In de daaropvolgende mails en uiteindelijk een telefoongesprek antwoordt directeur Nikita Korytin open en correct op alle vragen. ’Bij de voorbereiding van de nieuwe museumpresentatie heeft onze conservator dit schilderij grondig opnieuw bekeken’, zegt hij. ‘In de zomer van 2020 hebben we de kunstenaar en de afgebeelde persoon precies kunnen identificeren. Tevoren stond er een vraagteken achter. Dat komt omdat de naam in het Cyrillisch verkeerd weergegeven was. Slavische talen hebben geen diftongen, dus worden ‘’au’’ en ‘’o’’ hetzelfde uitgesproken. Door die transcriptie was de naam Sauvage verkeerd weergegeven en konden we die in geen enkel standaardwerk terugvinden. Omdat het nu correct in de digitale databank van de overheid zit, is de informatie wel zichtbaar.’

Korytin wijst erop dat het museum het schilderij in 1948 in de stad aankocht. Dat gebeurde in een winkel van de overheid waar uitsluitend luxeproducten voor de elite aangeboden werden. ‘We hebben alleen het portret van de man –de pendant van de vrouw is ons niet bekend’, zegt Korytin. ‘Er zijn geen documenten van de winkel, maar het werk is wel correct in onze inventaris ingeschreven. Het is geen verrassing dat er werk van de trofeeënbrigades in een Russisch museum zit. Zo is het altijd gegaan bij oorlogen. Dat gebeurde ook toen de Spanjaarden, Portugezen, Fransen en Duitsers een land bezetten. Rusland is tijdens de Tweede Wereldoorlog ook veel kwijtgeraakt. Wat in onze collecties zit, zit daar nu eenmaal. De vraag om kunst terug te geven, is een  onderwerp voor een grote conferentie.’

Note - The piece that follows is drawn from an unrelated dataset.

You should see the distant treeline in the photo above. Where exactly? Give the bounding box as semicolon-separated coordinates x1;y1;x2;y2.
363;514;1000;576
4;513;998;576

De omvang van de trofeeënkunst is gigantisch, maar niemand die er de details van kent. ‘De werken zijn nooit in het supermuseum terechtgekomen waarvoor ze geroofd werden’, zegt Konstantin Akinsha.  Zijn boek Stolen treasure, waarin hij het bestaan van de roofkunst reveleerde, was een bom toen het in 1995 uitkwam. ‘Toen de Sovjet-Unie uiteenviel, gingen er archieven open waaruit bleek dat er ongeveer een miljoen kunstobjecten verborgen gehouden werden. In de jaren ‘50 is er een inventaris van opgezet, maar die zat tot de jaren ‘90 verborgen in de archieven. De grootste musea, zoals het Hermitage en het Poesjkinmuseum, hebben de meeste stukken. Maar ook andere musea in Moskou, zoals het Historisch Museum of het Architectuurmuseum hebben er. Verder zitten er werken in provinciale musea, zoals in Nizjni Novgorod. Naar wat er in de voormalige Centraal-Aziatische republieken zit, hebben we het raden.’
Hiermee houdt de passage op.